Open context-dependent opened 2 years ago
I'm assuming you were using convert = TRUE
(as is the default?). And when you say this:
though the data are present in the untreated csv export.
Are you referring to the manual download from the webpage, or something else?
Also, did the changes to the question satis_overall
occur before or after the survey was initially published (whether or not it had responses yet)?
I'm thinking this could relate several things, but one main underlying problem is that convert = TRUE
is still looking at the older survey description endpoint, which may be the reason why you're experiencing issues.
@juliasilge, I think this is pointing again to the need for the work around #267.
@jmobrien this all adds up to me.
The changes to satis_overall happened after publication, and the factor levels seem to point in the direction of the description endpoint.
I was referring to the csv exported from the GUI. I just tried fetch_survey with convert = FALSE and the result is the same as reading in the csv.
@juliasilge what would you think about making convert = FALSE
the default, at least until we can get things off the v2 endpoint? I know conversion has been the default behavior for a long time, but I'm concerned we might be steering users, maybe esp. new ones, towards potentially problematic behavior.
As @context-dependent noted, that change would just mean that users by default get the same data they get from a web download with default settings (still with some bonuses like cleaning up the metadata row & a column map)
@jmobrien changing the default behaviour to convert = FALSE
is an elegant and straightforward solution, it could break extant data pipelines, but I'm not sure if that's a dealbreaker.
The short-term options, imo are:
convert = FALSE
As you suggest, this would give new users data that meets their expectations by default, but may break code that currently relies on the present default behaviour.
This would be a bigger lift, but I think still manageable in the short term. The nugget is getting wrapper_mc()
to detect parsing failures. Once that is done, it could then raise a warning, skip conversion, change its behaviour, or some combination of the above.
Interested in thoughts, happy to help however I can.
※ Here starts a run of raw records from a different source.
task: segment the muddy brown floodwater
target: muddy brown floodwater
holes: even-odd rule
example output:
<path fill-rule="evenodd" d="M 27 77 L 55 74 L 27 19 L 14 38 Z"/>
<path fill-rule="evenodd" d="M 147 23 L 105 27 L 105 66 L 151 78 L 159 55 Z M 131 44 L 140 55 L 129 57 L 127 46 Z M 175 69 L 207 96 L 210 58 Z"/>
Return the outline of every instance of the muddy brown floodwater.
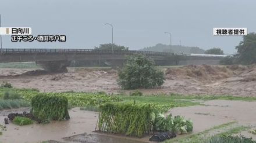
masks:
<path fill-rule="evenodd" d="M 33 70 L 0 68 L 0 82 L 7 81 L 15 87 L 35 88 L 42 92 L 132 91 L 118 86 L 118 71 L 114 69 L 69 68 L 67 72 L 59 74 Z M 140 90 L 147 94 L 256 96 L 256 65 L 186 65 L 163 70 L 166 79 L 162 86 Z"/>
<path fill-rule="evenodd" d="M 0 121 L 3 122 L 3 119 L 11 112 L 22 113 L 29 111 L 27 108 L 0 111 Z M 22 126 L 10 123 L 6 125 L 6 131 L 3 131 L 3 134 L 0 135 L 0 142 L 34 143 L 52 140 L 58 142 L 51 142 L 143 143 L 148 140 L 148 137 L 138 139 L 94 132 L 98 112 L 74 108 L 69 110 L 69 113 L 70 119 L 67 121 L 52 121 L 49 124 L 34 123 Z M 64 137 L 66 138 L 63 139 Z"/>
<path fill-rule="evenodd" d="M 195 134 L 215 126 L 231 121 L 237 121 L 243 126 L 256 127 L 256 102 L 241 101 L 212 100 L 203 102 L 205 105 L 175 108 L 166 113 L 181 115 L 193 122 Z M 29 111 L 29 108 L 0 111 L 0 120 L 10 112 Z M 74 108 L 69 111 L 70 120 L 51 122 L 46 124 L 34 123 L 19 126 L 10 123 L 6 131 L 0 135 L 2 142 L 40 142 L 55 140 L 51 142 L 149 142 L 149 135 L 142 138 L 131 138 L 115 134 L 94 132 L 98 113 L 81 111 Z M 243 132 L 243 135 L 256 138 L 256 135 Z M 183 135 L 177 135 L 177 137 Z"/>

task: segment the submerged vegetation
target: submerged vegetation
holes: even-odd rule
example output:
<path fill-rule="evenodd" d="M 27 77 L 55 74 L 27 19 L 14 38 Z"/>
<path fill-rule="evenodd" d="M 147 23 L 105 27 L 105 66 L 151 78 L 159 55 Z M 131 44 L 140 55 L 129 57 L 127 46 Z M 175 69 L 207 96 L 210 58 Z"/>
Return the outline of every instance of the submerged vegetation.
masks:
<path fill-rule="evenodd" d="M 31 112 L 39 123 L 69 120 L 67 102 L 67 99 L 63 96 L 38 94 L 31 100 Z"/>
<path fill-rule="evenodd" d="M 140 137 L 152 130 L 151 104 L 106 103 L 99 109 L 99 131 Z"/>
<path fill-rule="evenodd" d="M 16 116 L 12 122 L 14 124 L 20 126 L 27 125 L 33 123 L 33 121 L 30 118 L 26 117 L 20 117 L 20 116 Z"/>

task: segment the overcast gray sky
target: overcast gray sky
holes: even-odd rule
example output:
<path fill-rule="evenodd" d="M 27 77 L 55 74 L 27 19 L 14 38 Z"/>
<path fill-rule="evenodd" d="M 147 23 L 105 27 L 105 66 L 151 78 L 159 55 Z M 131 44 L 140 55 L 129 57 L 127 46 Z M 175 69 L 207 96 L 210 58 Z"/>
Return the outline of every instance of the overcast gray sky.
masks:
<path fill-rule="evenodd" d="M 33 35 L 66 35 L 67 42 L 11 42 L 3 47 L 92 49 L 111 42 L 137 50 L 157 43 L 221 47 L 232 54 L 241 36 L 214 36 L 214 27 L 256 31 L 254 0 L 1 0 L 2 27 L 30 27 Z"/>

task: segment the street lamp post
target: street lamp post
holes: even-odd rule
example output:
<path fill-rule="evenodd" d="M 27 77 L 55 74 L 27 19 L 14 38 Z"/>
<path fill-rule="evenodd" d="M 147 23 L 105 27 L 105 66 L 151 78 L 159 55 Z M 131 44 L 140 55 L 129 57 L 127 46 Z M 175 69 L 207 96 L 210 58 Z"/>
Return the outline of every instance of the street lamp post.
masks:
<path fill-rule="evenodd" d="M 114 53 L 114 50 L 113 50 L 113 25 L 112 25 L 112 24 L 109 24 L 109 23 L 105 23 L 105 25 L 111 25 L 111 28 L 112 28 L 112 53 Z"/>
<path fill-rule="evenodd" d="M 165 32 L 165 34 L 168 34 L 169 35 L 170 35 L 170 50 L 172 50 L 172 34 L 170 34 L 170 32 Z"/>
<path fill-rule="evenodd" d="M 0 14 L 0 27 L 2 27 L 1 25 L 1 14 Z M 0 54 L 2 54 L 2 35 L 0 35 L 0 46 L 1 46 L 1 51 L 0 51 Z"/>

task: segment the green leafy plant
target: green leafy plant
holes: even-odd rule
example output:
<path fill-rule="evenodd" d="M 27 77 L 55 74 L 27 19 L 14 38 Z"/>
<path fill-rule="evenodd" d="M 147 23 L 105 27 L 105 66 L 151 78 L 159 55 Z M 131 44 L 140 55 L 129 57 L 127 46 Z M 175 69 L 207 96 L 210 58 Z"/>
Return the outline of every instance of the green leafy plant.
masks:
<path fill-rule="evenodd" d="M 63 96 L 38 94 L 31 100 L 31 112 L 39 123 L 70 119 L 67 99 Z"/>
<path fill-rule="evenodd" d="M 33 124 L 33 122 L 30 118 L 26 117 L 16 116 L 12 120 L 13 123 L 20 126 Z"/>
<path fill-rule="evenodd" d="M 173 133 L 184 134 L 193 131 L 193 122 L 190 120 L 185 120 L 184 117 L 177 116 L 174 118 L 172 115 L 167 117 L 161 113 L 153 113 L 154 129 L 159 131 L 173 131 Z"/>
<path fill-rule="evenodd" d="M 12 88 L 12 84 L 7 82 L 3 82 L 3 83 L 1 84 L 1 87 L 6 87 L 6 88 Z"/>
<path fill-rule="evenodd" d="M 118 83 L 125 89 L 153 88 L 162 85 L 165 80 L 163 72 L 144 54 L 128 56 L 118 76 Z"/>
<path fill-rule="evenodd" d="M 151 114 L 153 109 L 148 104 L 104 104 L 99 106 L 97 129 L 110 133 L 142 137 L 152 131 Z"/>

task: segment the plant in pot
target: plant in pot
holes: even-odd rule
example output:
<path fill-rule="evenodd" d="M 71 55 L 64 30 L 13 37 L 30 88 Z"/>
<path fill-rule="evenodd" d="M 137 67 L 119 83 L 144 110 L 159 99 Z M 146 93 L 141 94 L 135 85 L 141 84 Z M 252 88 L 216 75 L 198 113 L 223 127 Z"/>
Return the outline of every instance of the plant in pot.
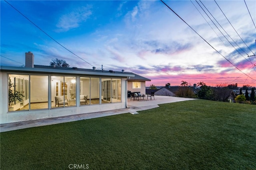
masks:
<path fill-rule="evenodd" d="M 9 77 L 9 108 L 12 108 L 13 102 L 17 100 L 18 100 L 21 102 L 23 100 L 23 97 L 25 97 L 23 95 L 22 92 L 17 91 L 16 90 L 13 90 L 12 89 L 12 87 L 14 87 L 14 85 L 12 83 L 11 78 Z"/>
I'm hesitant to change the default behavior for something that has worked the same way for such a long time (predating my own involvement in this package); that is a type of change that you can't really inform users about, apart from a message every single time they use the function (folks hate that). I think it likely would be better to change over to the new endpoint instead, for example supporting the includeLabelColumns
option. We can open an issue to track input on changing to convert = FALSE
but I think it would be better to update the underlying API call.
@context-dependent Thanks for your offer of help. It feels like the real fixes here are intertwined with a lot of other factors, so I'd be reluctant to have you commit much work to something that's likely to get changed.
But, if you're up for it, adding some kind of check + warning for parsing failures might be a great stopgap measure. Basically, where if wrapper_mc()
detects elements in some variable not in the list of expected levels obtained from the survey_questions()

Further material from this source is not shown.